Bill and Katie D. (90)
Monday April 22, 2013, 9:07 pm
Many accidents happen due to the dangerous items in the workplace! In the stockrooms things are overhead and fall right on you! the companies don't do anything about it! If you are injured tough! Ladders that are not safe the companies expect you to use! The work you do needs ladder to get up to do it! Very Scarey! Even in some Groceries look up and see big jugs on the top shelves some don't even have lids on! Now how are you going to reach up and get it?? I have even seen bleach overhead!! Last time I was at the grocery there was a lady that wanted choc chips and marshmallows both were on the top shelf, she was very luck a taller woman came by we could not reach what she wanted. Not good sales set-up!
 

JL A. (275)
Monday April 22, 2013, 9:11 pm
You cannot currently send a star to Bill and Katie because you have done so within the last day.
 

june t. (66)
Monday April 22, 2013, 11:40 pm
Couldn't corporate CEO's donate a little money to the cause of safe work sites for their workers? They could forgo a Ferrari or 2 to finance it perhaps...
 

Patricia H. (468)
Tuesday April 23, 2013, 12:43 am
noted
 

John S. (304)
Tuesday April 23, 2013, 1:16 am
Once again, 25 years in consulting tells me throwing money at something does not solve the problem.
 

paul m. (93)
Tuesday April 23, 2013, 6:12 am

Noted..
 

JL A. (275)
Tuesday April 23, 2013, 7:59 am
The research and evaluation shows that funding sufficient inspections creates desired results so it wouldn't be throwing money at the problem to adequately fund OSHA inspections.
 

Lloyd H. (46)
Tuesday April 23, 2013, 8:06 am
Thanks, with two caveats, again this article like others completely fails in making the distinction between OSHA-US and OSHA-TX, and to be totally accurate it has been 28 years since OSHA-US inspected the West plant. With OSHA-US having only 2,200 inspectors for 6,000,000,000(yes that is Millions) factories to inspect that means that it takes at least 129 YEARS for each plant to be re-inspected.

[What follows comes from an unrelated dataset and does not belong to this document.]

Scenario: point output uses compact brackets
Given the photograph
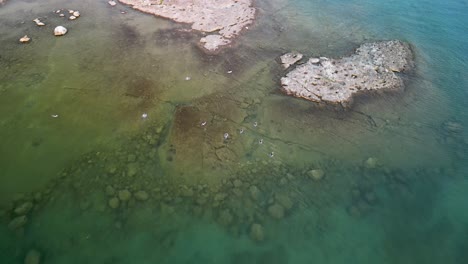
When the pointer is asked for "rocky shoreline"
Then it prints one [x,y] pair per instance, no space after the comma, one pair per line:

The other problem, the West Plant like many other "fertilizer plants" are not actually fertilizer plants they were and still are Military Explosives Plants. Ammonium Nitrate is a military grade explosive, it was designed and created as a military explosive and is still used as an explosive or the component in other more dangerous explosives. It was discovered by accident that Ammonium Nitrate was a great fertilizer and at the end of WWII in order to not have to moth ball the Ammonium Nitrate and lose the munitions production capacity they began selling for profit the stuff around the world, at first only to our allies then to every one who could pay. The fact that OSHA-TX through what can only be called criminal negligence allowed the West Plant owners to actually claim, and get away with, that there was no danger of fire or explosions when Texas has know quite vividly since the 1947 Explosion in Texas City, Texas of a freighter full of Amonium Nitrate that destroyed nearly all of the city, killed at least 581, the count is higher but many were either incinerated or blown to bits and could not be counted, including the entire Fire Department except one. It is still rated as one of the largest non-nuclear explosions in World history and is still the worst indusrial disaster in American history. They knew better.
 

Lois Jordan (56)
Tuesday April 23, 2013, 4:30 pm
Thanks, JL.
Both James E. & LLOYD H. have given some important facts. I can only add that West Fertilizer never told the Dept. of Homeland Security it was well over the limit...it's required to do that. So, I'm assuming we're not even working with inspectors here because of "new" laws of self-regulation the GOP loves to pieces. So, we can all see how well THAT'S working out. Time to pressure the E.P.A. to fund more regulators, and Congress to insure oversight & accountability--at the very least!
 

JL A. (275)
Tuesday April 23, 2013, 4:35 pm
You are welcome Lois. You cannot currently send a star to Lois because you have done so within the last day.